Та только прижала девушку к себе медвежьей хваткой. Даже одной рукой она обнимала очень крепко.
*
Шрам на бедре у Славы остался от осколка гранаты, и от него веяло жаром взрыва. Если поднести к нему ладонь, её начинало горячо покалывать... Или это просто воображение Карины разыгрывалось?
Слава позвонила и сказала, что её не будет пару дней. Карина погрузилась в уже ставшее привычным холодящее напряжение тревоги, к которому добавлялось какое-то недомогание. А ночью её резко ударило ознобом, да таким, что кровать тряслась от её дрожи. Включив свет и отыскав в ящике с лекарствами градусник, она сунула его себе под мышку.
Тридцать восемь и пять...
За окном вьюжило, свет бра колол глаза, боль опоясывала надбровные дуги. Карина провалилась в лихорадочную полудрёму.

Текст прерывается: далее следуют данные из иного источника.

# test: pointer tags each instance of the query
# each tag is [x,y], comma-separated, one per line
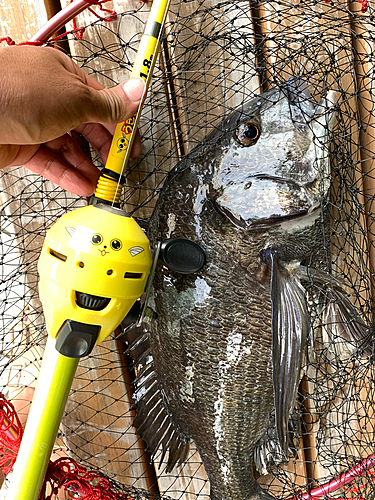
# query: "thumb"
[119,103]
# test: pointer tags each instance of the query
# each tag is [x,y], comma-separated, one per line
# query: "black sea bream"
[226,349]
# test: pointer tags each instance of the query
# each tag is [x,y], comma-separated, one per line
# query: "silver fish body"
[226,348]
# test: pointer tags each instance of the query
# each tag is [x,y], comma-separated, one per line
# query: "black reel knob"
[182,255]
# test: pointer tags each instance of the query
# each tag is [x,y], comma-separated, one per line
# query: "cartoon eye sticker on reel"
[96,239]
[121,143]
[116,244]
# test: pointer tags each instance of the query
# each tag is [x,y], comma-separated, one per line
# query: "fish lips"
[264,201]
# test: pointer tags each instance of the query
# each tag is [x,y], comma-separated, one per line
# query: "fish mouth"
[265,200]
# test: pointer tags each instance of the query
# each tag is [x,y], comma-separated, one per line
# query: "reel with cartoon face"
[93,267]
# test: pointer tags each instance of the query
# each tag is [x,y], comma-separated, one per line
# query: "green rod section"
[53,386]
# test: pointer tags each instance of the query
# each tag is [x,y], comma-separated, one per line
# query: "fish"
[221,363]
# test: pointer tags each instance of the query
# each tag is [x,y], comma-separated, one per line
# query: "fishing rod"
[93,268]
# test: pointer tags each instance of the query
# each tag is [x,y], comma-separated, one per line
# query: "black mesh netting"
[214,57]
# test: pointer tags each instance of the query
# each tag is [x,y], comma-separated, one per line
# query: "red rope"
[66,474]
[78,32]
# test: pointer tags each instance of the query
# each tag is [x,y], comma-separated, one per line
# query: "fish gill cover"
[259,368]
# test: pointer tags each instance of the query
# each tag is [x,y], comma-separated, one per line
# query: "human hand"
[43,96]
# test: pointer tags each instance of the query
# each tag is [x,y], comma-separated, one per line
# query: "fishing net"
[215,56]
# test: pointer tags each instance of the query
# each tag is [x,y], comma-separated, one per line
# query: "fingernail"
[134,88]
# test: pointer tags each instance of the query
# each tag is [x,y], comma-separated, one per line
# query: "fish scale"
[226,349]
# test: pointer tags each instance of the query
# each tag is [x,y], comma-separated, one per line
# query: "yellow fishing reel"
[93,267]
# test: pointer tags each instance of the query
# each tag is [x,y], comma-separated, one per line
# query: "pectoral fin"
[290,331]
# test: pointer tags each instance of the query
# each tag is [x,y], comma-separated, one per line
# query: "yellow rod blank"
[53,386]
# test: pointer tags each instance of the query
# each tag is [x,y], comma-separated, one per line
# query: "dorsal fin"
[153,422]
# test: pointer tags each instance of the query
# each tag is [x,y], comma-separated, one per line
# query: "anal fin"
[153,421]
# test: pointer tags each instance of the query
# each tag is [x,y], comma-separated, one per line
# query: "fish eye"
[247,133]
[116,244]
[96,239]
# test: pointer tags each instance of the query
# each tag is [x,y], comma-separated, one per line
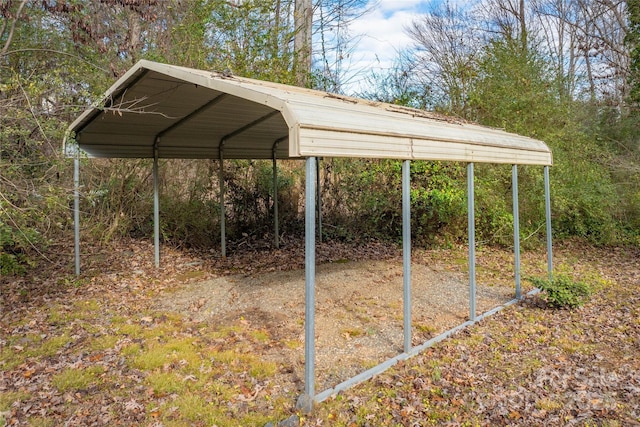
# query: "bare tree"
[303,22]
[446,46]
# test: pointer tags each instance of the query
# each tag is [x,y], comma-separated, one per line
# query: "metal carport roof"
[188,113]
[165,111]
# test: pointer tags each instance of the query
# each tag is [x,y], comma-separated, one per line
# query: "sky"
[379,35]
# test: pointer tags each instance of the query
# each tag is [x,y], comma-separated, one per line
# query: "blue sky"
[380,35]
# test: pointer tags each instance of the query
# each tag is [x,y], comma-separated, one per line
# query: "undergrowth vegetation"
[508,85]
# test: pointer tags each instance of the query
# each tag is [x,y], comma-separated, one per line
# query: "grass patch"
[103,342]
[7,399]
[76,379]
[349,333]
[30,346]
[179,354]
[165,383]
[243,362]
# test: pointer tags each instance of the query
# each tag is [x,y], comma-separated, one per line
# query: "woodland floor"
[209,341]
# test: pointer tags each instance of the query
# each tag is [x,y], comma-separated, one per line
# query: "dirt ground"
[358,309]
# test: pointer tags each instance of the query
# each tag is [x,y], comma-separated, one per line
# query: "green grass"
[31,346]
[72,379]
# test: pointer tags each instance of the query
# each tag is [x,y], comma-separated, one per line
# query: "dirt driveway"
[358,310]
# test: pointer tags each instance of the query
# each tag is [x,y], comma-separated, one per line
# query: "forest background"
[563,71]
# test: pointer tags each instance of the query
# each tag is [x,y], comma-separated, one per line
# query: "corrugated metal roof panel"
[186,113]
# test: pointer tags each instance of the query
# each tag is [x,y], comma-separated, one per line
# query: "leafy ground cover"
[94,351]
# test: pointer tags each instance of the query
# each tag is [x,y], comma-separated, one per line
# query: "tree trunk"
[303,20]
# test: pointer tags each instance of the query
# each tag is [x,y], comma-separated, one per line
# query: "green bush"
[562,291]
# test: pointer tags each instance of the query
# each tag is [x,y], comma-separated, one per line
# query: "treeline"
[561,71]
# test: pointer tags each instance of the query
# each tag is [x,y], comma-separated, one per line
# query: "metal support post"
[276,225]
[406,251]
[472,243]
[156,210]
[223,231]
[319,199]
[76,212]
[547,203]
[516,230]
[305,402]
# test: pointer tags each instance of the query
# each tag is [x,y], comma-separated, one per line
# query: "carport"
[161,111]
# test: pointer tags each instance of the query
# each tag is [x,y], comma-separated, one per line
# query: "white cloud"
[380,35]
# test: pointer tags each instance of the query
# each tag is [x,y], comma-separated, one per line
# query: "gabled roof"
[188,113]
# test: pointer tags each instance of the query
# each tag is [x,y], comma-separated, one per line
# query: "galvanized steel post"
[516,230]
[472,242]
[276,225]
[156,210]
[547,204]
[76,212]
[319,200]
[406,251]
[223,237]
[306,401]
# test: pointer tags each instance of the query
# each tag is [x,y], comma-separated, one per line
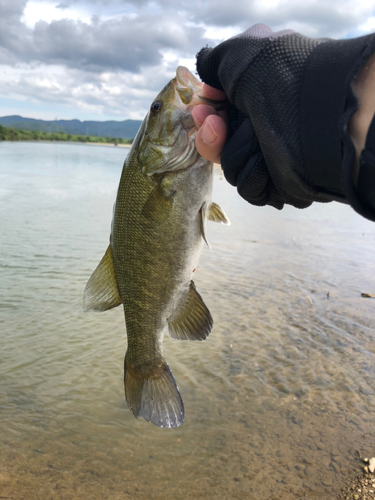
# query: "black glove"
[292,94]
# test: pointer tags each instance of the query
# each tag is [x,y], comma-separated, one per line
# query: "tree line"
[11,134]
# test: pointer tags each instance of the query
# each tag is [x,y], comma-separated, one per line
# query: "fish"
[157,234]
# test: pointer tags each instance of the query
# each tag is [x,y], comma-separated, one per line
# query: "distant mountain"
[126,129]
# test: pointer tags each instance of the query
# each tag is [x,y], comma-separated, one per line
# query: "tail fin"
[156,398]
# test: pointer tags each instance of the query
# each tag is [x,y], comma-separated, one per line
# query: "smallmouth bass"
[157,235]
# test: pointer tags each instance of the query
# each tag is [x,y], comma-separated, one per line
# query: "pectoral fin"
[216,214]
[193,321]
[204,215]
[101,292]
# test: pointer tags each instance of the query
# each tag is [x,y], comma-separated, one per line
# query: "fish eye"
[156,107]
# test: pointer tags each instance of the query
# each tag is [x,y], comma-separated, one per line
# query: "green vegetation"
[11,134]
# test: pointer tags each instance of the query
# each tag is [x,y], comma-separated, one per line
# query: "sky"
[108,59]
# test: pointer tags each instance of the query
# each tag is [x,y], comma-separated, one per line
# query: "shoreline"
[79,142]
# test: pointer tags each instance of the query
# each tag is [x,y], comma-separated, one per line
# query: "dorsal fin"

В университет она утром не пошла, вместо этого оделась потеплее и кое-как добрела до аптеки.
– Мне что-нибудь от гриппа...
– Девушка, прежде чем просить «что-нибудь от гриппа», надо бы сперва у врача побывать, – ответил противный голос вредной тётеньки-фармацевта.
Карина молча развернулась и вышла из аптеки. Ступеньки крыльца играли в чехарду под ногами, а ветер гудел тягучими, обступающими со всех сторон колоколами. Церковный звон наполнил голову.
Очнулась она в сугробе. Люди шли мимо. Наверно, думали – пьяная.
Карина умылась снегом и кое-как поднялась. Её шатало от слабости, ноги выписывали кренделя. Заметив полицейскую машину, она из последних сил постаралась изобразить твёрдый шаг, чтоб, не дай Бог, стражи порядка не прицепились. Ещё этого ей не хватало для полного «счастья». Кажется, получилось пройти. Сотрудники в её сторону даже не смотрели.
Градусник показал тридцать девять и шесть. Карина порылась в аптечке, нашла аспирин, приняла и залезла под одеяло. Мозг, казалось, вытекал из ушей на подушку.
Часа через два её прошиб пот, полегчало, но голова всё так же раскалывалась. Карина заварила чай с лимоном.
А на следующее утро зазвонил телефон. Незнакомый номер... Вещее сердце ёкнуло, запела, заныла в душе струнка тревоги.
– Карин, привет, это дядя Виталик, – сказал мужской голос. – Ты только не волнуйся, ладно?
Гриппозный монстр по сравнению с этой сакраментальной фразой был просто невинной овечкой. В лёгких разом кончился воздух, а кишки превратились в глыбу льда.
– Слава жива, всё будет нормально. Просто в больничке она сейчас. Выкарабкается, ты не переживай.
– Что произошло? Что с ней? Как она? – Карина не узнавала своего голоса – простуженно-осипшего, огрубевшего.
Сдержаться не получилось – в следующий миг она уже тряслась от слёз.
– Всё будет нормально, моя хорошая, – успокаивал дядя Виталик. – Она пока в отключке. Но Славка не из тех, кто сдаётся. Всё будет тип-топ. Слышишь? Не реви там. – И спросил запоздало: – Что у тебя с голосом? Простыла, что ли?
– Грипп, похоже, – выдохнула-всхлипнула в трубку Карина.
– Вот ещё не хватало, – прицокнул языком друг и сослуживец Славы. – У нас Ленка тоже свалилась. Ты там одна совсем, что ли? Давай, врача на дом вызывай срочно, а я Натахе позвоню. Может, заскочит к тебе.
– Слава, – неукротимо рыдала Карина. – Что с ней? Она очень тяжело ранена? В какой она больнице? Я приеду...
– Тш-ш, – ответил дядя Виталик. – Всё будет путём. Не надо никуда приезжать, тебе лечиться надо.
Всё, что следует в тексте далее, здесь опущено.